All required payments shall be made in immediately available funds in lawful money of the United States of America at the office of Lender situated at One US Bank Plaza, 7th Street & Washington Avenue, St. Louis, Missouri 63101, or at such other place as the holder may designate in writing. The acceptance by Lender of any principal or interest due after the date it is due as described above shall not be held to establish a custom or waive any rights of Lender to enforce prompt payment of any other principal or interest payments or otherwise.
Borrower has the right to prepay this Note in whole or in part at any time without penalty or premium.
Borrower agrees to pay to Lender, upon demand by Lender, all reasonable costs, charges and expenses (including, without limitation the reasonable fees and expenses of any attorney retained by Lender) incurred by Lender in connection with (a) the collection or enforcement of Borrower’s liabilities and obligations under this Note, and/or (b) any litigation, contest, dispute or other proceeding (whether instituted by Lender, Borrower or any other person or entity) in any way relating to Borrower’s liabilities and obligations hereunder. Borrower’s obligations, as aforesaid, shall survive payment of this Note.
Presentment, demand for payment, protest and notice of dishonor and of protest are hereby severally waived by all parties hereto, whether as maker, endorser or guarantor to Lender.
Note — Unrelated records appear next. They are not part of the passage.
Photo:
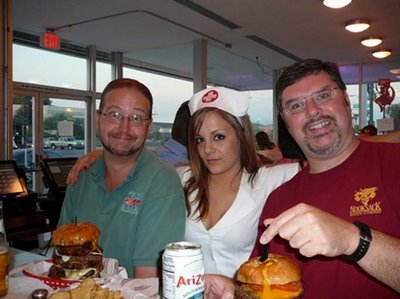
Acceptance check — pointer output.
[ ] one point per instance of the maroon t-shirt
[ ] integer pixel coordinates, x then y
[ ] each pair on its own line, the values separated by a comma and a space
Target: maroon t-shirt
365, 187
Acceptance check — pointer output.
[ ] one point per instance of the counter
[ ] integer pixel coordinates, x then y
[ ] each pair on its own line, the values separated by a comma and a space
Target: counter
20, 286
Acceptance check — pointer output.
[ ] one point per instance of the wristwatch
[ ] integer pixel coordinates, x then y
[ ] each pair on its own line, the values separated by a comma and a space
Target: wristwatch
363, 244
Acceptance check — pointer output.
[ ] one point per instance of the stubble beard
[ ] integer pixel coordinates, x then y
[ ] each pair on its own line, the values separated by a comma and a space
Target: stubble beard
118, 152
328, 149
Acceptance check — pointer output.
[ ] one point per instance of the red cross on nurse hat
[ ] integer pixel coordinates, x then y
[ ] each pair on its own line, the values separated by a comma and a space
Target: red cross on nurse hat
229, 100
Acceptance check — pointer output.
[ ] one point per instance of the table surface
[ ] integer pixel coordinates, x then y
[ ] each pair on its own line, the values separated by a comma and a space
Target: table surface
20, 286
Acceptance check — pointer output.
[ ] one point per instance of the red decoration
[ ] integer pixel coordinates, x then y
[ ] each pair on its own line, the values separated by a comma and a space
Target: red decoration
386, 93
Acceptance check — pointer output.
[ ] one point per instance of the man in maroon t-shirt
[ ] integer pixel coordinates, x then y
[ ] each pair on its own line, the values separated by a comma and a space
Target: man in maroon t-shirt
340, 216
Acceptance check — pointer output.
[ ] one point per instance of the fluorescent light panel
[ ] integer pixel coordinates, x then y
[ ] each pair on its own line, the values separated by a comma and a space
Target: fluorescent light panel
336, 3
382, 53
372, 41
357, 25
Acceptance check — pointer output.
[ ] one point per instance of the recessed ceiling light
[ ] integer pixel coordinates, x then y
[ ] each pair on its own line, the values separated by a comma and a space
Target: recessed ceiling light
336, 3
372, 41
357, 25
382, 53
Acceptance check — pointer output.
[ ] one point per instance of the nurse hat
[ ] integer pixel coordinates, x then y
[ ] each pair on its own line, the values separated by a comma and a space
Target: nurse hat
231, 101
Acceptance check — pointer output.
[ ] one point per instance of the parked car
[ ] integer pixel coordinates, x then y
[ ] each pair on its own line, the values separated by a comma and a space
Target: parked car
64, 142
47, 141
23, 158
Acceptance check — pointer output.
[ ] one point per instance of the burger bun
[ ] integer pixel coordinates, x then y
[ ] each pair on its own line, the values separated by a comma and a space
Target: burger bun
75, 234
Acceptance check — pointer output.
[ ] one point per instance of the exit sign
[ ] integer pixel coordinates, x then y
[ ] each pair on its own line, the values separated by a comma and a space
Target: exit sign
50, 40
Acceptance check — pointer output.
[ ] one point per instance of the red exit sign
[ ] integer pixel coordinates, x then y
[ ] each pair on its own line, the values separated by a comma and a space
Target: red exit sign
50, 40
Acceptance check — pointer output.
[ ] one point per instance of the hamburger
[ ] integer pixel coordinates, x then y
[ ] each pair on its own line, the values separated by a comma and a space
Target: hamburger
277, 277
77, 254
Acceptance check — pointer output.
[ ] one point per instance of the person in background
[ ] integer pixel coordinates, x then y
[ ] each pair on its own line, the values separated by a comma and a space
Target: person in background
174, 150
225, 184
131, 195
339, 217
290, 150
369, 130
267, 149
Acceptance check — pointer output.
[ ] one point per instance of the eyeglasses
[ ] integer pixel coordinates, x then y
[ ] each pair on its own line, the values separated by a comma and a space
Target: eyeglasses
115, 117
320, 98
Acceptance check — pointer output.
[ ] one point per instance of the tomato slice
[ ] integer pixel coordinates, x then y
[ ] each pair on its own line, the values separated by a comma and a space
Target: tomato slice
289, 287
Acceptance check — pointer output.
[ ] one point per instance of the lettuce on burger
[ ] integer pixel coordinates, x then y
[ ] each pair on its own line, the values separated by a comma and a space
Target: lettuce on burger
278, 277
76, 254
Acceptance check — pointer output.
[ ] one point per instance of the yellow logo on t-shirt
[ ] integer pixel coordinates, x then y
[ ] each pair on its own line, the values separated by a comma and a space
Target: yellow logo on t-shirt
364, 197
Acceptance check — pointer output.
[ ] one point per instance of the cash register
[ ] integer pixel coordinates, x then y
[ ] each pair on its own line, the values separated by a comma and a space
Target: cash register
55, 172
22, 218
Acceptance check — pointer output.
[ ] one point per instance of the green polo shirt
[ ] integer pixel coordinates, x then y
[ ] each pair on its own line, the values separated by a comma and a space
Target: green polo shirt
138, 218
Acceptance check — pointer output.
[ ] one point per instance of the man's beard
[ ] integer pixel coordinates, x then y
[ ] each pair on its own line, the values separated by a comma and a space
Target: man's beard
330, 148
118, 152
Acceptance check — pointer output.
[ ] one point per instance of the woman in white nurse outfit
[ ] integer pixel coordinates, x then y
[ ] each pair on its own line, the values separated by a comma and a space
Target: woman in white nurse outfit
225, 185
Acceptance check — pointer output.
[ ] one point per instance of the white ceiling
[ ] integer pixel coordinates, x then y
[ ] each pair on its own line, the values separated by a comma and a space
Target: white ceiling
160, 33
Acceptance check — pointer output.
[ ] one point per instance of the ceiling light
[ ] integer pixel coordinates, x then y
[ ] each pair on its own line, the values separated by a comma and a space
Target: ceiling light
383, 53
357, 25
371, 41
336, 3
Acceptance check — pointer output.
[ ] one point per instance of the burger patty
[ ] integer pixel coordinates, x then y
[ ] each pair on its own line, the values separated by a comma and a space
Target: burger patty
241, 293
77, 250
80, 262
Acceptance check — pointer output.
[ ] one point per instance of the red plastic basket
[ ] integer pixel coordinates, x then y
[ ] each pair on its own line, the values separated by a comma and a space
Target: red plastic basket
55, 283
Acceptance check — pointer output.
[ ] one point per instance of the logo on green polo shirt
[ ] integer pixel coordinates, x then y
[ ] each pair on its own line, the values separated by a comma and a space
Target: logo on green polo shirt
132, 202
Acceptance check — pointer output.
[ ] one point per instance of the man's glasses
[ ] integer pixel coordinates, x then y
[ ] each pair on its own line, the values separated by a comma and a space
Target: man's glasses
115, 117
319, 97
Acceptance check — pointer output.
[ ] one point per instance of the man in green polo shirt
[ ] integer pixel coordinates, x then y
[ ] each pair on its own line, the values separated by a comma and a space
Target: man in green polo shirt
131, 195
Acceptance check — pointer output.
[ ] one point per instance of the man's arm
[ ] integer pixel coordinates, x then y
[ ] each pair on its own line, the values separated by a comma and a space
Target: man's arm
382, 260
389, 137
332, 236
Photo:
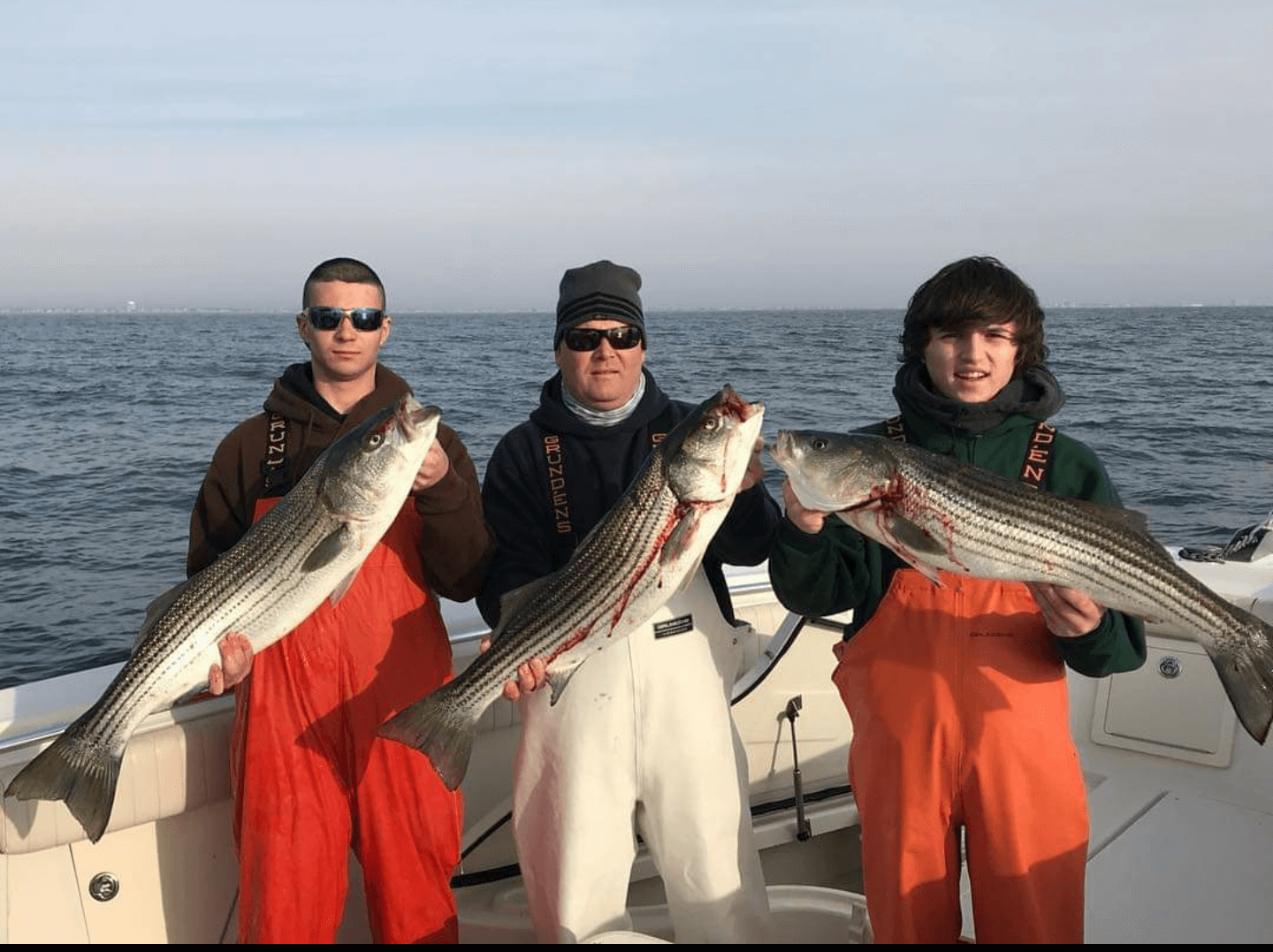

In addition to and not in limitation of all rights of offset that Lender or any other holder of this Note may have under applicable law, Lender or such other holder of this Note shall, have the right to appropriate and apply to the payment of this Note any and all balances, credits, deposits, accounts or moneys of the Borrower then or thereafter with Lender or other holder.
This Note shall be governed by and construed in accordance with the laws of the State of Minnesota.
This Note amends, restates and replaces the Revolving Credit Note (Broker-Dealer VRDN Facility) dated September 30, 2008, and is not a novation thereof.
Borrower:
PIPER SANDLER & CO.
By:
By:
Exhibit B
(Borrowing Base)
See Exhibit B to the Sixth Amendment.
Exhibit C
(Pricing and Fees)
Applicable Margin shall have the meaning set forth in the letter agreement dated December 10, 2021, executed by Lender and Borrower (the “Pricing Letter”).
Commitment Fee shall have the meaning set forth in the Pricing Letter.
Work Fee shall have the meaning set forth in the Pricing Letter.